In celebration of Pride, Vice teamed up with the Olympic Channel to host the world premiere screening of their new show called Identity, which was produced by VICE Media. The series goes behind the scenes of the lives of transgender athletes and how their queer identity is tied to their love of sport. In a quaint little warehouse in Williamsburg, a group of 50 people or so sat and watched one episode of Identity, starring Pat Manuel – a boxer from Southern California who is also a trans black man. Whether purposeful or by chance listening to the story of Pat from his own voice, while he wore a Very Black tee and discussed his obstacles and successes at becoming the first visible transgender boxer to compete in both gender divisions, was very touching.
After the viewing of Pat’s story, a Q+A was held to shed more light on the stories of each individual who stars in the series. Moderated by the co-host of VICELAND’s Gaycation Ian Daniel – triathlete Chris Mosier, Harvard University swimmer Schuyler Bailar, former NWHL hockey player Harrison Browne, and Pat all spoke candidly about their life as a trans athlete.
Although every story is very different from each other, all athletes spoke about how important support was in opening up about their identity not only in their personal lives, but in their sport as well.

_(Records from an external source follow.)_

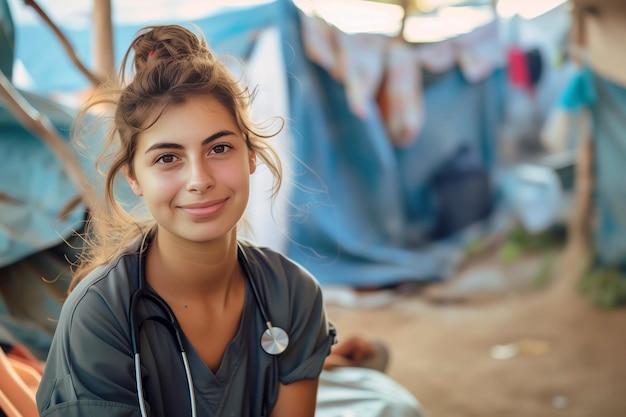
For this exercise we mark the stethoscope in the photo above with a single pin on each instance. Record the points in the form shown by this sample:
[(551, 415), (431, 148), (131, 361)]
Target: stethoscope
[(274, 340)]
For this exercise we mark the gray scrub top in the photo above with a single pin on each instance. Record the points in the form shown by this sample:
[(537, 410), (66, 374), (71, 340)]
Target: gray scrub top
[(90, 367)]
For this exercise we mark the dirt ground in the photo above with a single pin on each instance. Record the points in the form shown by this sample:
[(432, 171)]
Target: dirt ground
[(518, 351)]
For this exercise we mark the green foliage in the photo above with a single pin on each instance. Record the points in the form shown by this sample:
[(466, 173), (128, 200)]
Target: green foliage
[(605, 287), (520, 241)]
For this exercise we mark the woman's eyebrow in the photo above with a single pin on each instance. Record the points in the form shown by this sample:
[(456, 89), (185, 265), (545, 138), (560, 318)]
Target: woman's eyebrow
[(170, 145)]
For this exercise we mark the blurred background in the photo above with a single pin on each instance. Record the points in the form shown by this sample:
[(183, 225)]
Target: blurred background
[(452, 178)]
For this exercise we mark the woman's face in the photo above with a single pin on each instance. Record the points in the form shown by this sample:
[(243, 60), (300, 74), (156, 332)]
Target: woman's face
[(193, 170)]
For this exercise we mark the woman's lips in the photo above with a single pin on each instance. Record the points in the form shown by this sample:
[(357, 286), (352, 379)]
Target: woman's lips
[(203, 209)]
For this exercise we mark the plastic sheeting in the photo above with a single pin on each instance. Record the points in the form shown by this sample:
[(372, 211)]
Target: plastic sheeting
[(361, 212), (606, 102)]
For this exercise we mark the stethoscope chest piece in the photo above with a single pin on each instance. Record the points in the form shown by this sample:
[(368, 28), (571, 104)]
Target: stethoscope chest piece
[(274, 340)]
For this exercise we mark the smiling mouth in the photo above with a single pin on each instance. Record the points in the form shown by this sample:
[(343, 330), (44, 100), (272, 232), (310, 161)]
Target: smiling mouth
[(203, 209)]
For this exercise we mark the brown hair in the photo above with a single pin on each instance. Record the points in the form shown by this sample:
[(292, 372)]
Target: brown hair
[(170, 63)]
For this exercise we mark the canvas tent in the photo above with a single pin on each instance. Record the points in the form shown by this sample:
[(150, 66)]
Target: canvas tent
[(360, 206)]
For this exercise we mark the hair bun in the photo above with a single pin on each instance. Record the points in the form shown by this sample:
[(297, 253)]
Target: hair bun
[(164, 43)]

Whether it was from family and close friends, or their coaches and teammates, support was necessary in order to make their marks. Ian Daniel commented on the importance of each athlete to share their story because he personally felt there was a lack of concentration and quite frankly erasure of trans stories in the media. He felt as though highlighting the successes and the struggles of people within the trans community was important and went on to ask why it was important for each person to share their story.
Schuyler answers first saying that when he was younger he never saw the story of a transathlete in media and felt he had to hide his identity in order to be an athlete, which he did. Schuyler was first recruited for Harvard’s women team. However, he wanted to share his story and show other kids that you could be who you are and be happy and be an athlete. Pat shared a similar sentiment as well. For him, it was not only about being a trans athlete but the many different communities he is a part of, specifically being a trans person of color.
As Pride month comes to a close, remember whether you identity as queer or not, get involved, listen to others’ stories, and allow everyone to be exactly who they are! If you are interested in watching the series Identify, it is now streaming on the Olympic Channel and on their app.